Even a carb rebuild isn't a big deal, we have rebuilt lots of carbs through the years.


----------



## tirediron (Jul 9, 2017)

FITBMX said:


> tirediron said:
> 
> 
> > If you haven't rebuilt the carb, and the cable isn't the issue, pull out the mixture valve. I've seen a LOT of issues resulting from needle valves worn too much, bent, threads stripped, etc. Hopefully the cable, as that's an easy fix.
> ...


Totally get that; on a unit like that one, it's probably a 20 minute job and will take longer to get off the manifold than to rebuild it.  Just suggesting the needle valve as another possible culprit.


----------



## FITBMX (Jul 10, 2017)

tirediron said:


> Totally get that; on a unit like that one, it's probably a 20 minute job and will take longer to get off the manifold than to rebuild it. Just suggesting the needle valve as another possible culprit.

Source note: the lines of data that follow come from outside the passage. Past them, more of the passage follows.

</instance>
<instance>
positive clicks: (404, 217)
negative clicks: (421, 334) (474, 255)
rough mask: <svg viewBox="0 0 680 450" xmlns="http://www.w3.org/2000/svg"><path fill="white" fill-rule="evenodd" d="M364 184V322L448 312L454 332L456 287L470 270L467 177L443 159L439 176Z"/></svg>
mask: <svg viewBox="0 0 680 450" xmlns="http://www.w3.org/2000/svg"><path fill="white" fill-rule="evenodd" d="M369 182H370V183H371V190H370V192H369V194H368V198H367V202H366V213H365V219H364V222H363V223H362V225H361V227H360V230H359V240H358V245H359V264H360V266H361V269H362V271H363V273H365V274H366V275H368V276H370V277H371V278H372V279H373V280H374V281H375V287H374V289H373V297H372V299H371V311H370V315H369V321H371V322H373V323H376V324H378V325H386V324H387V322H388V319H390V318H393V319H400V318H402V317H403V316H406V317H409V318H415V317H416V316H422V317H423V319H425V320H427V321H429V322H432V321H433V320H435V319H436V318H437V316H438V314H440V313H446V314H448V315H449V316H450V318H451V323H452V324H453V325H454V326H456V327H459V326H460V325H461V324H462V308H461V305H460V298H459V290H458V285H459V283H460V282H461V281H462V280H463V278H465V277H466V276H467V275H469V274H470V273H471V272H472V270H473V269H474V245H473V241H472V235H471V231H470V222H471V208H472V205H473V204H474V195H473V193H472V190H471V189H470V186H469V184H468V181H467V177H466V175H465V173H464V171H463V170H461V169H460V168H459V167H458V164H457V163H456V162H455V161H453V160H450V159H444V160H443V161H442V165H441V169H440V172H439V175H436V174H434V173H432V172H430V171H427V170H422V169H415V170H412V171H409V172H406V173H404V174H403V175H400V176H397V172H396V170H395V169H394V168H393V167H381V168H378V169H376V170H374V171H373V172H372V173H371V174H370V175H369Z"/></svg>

I will need to buy a new gallon can of carb soak, a few weeks ago I was walking past and noticed a puddle around it. The dang can spring a leak in the house!!! Thank it was on an unfinished floor that is just plywood.  that was a waist of money, stupid cheap can. I am going with a different brand next time.


----------



## qmr55 (Jul 10, 2017)

Awesome set!


----------